Grenville obtained an accurate description of this fortunate (?) individual, and had little difficulty in convincing Winfield that the man in question—or, rather, all that remained of him—now hung rotting ignominiously upon a cross near the great stone stairway.
“That explains their coolness over it all,” said Winfield. “I told the guards that he would be back in two months’ time with an army to reduce them, but they only laughed, and said ‘they guessed their little country was just about impregnable,’ and they were glad to see the last of him, for he was only a nuisance.”
“Well,” said Grenville at last, “the best thing you can do now you’ve had a smoke and relieved your mind, Winfield, is to go to sleep, for you stand much in need of rest after your long exposure and involuntary fast. I’ll have a chat with the Zulus now, and, if they consent, I propose to lie hidden here for a couple of days, so that you can get your strength up. So pray turn in at once—you too, Alf.” And leaving the pair to make their rough beds of dried leaves, he joined the Zulus, who were talking earnestly together in the doorway of the cavern.
Amaxosa was quite confident that their place of shelter was altogether unknown to the Mormons, as they had never been able to find him until one evil day when they had stumbled across him a score of miles from the spot they now occupied. Asked whether there was any way out of the country, he said “No”; he had most thoroughly searched for a means of exit, and had concluded that the white people were witch-finders, who got in and out by flying over the mountains.
On being asked how he was brought in, he said he did not know, as he was knocked senseless with a blow from the butt-end of a rifle before he was captured, and had been expected to die for a week thereafter. Myzukulwa had told him the story of their entry into this wonderful country, and he (Amaxosa) was “very willing to follow and to fight for such great and wise white chiefs, and would be their man to the death.” Grenville then bestowed some tobacco upon his new ally, and, after a hearty handshake, sent both the brothers to lie down, whilst he himself took the first watch, and cudgelled his brains as to the further movements of the whole party. Three hours later, when he knocked the ashes out of his pipe and lay down to rest, after having seen Amaxosa on guard, and given him strict orders that no fire was on any consideration to be alight during the daytime, Grenville’s mind was quite made up.
They must carry off Miss Winfield by a coup de main in the course of the next few days, occupying the interim in choosing out and victualling one or two exceptionally strong positions between their present refuge and the great stairway. They must hold each of these as long as was possible, falling back by degrees, and, after fighting their ultimate position to the last gasp, endeavour to take the foe by surprise, and circumvent—or, if needful, cut their way through—the guard, which, he had no doubt, was already rigidly posted in the subterranean roadway, and so regain the Pass and the outside world.
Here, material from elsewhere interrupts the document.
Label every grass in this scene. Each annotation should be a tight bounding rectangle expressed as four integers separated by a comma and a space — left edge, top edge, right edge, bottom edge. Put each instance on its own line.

The plan was dangerous to a degree, but was in fact the only one which offered the slightest chance of success; their own act had brought them into this mysterious country, and nothing short of supreme audacity and the most determined bravery could carry them out again. Moreover, Grenville was quite resolved not to go away empty-handed. Granted that the place really was, as Winfield had said, simply alive with gold, he meant both Leigh and himself to have a lion’s share—not that either was greedy of fortune, but both, as younger sons of old families, had keenly felt the snubs of wealth, and it would truly be a grand thing if they could fill their pockets out of nature’s inexhaustible stores.
Their present position, except by trenching advisedly upon their supplies, was untenable for any length of time; this had come out in the course of Grenville’s questions to Amaxosa.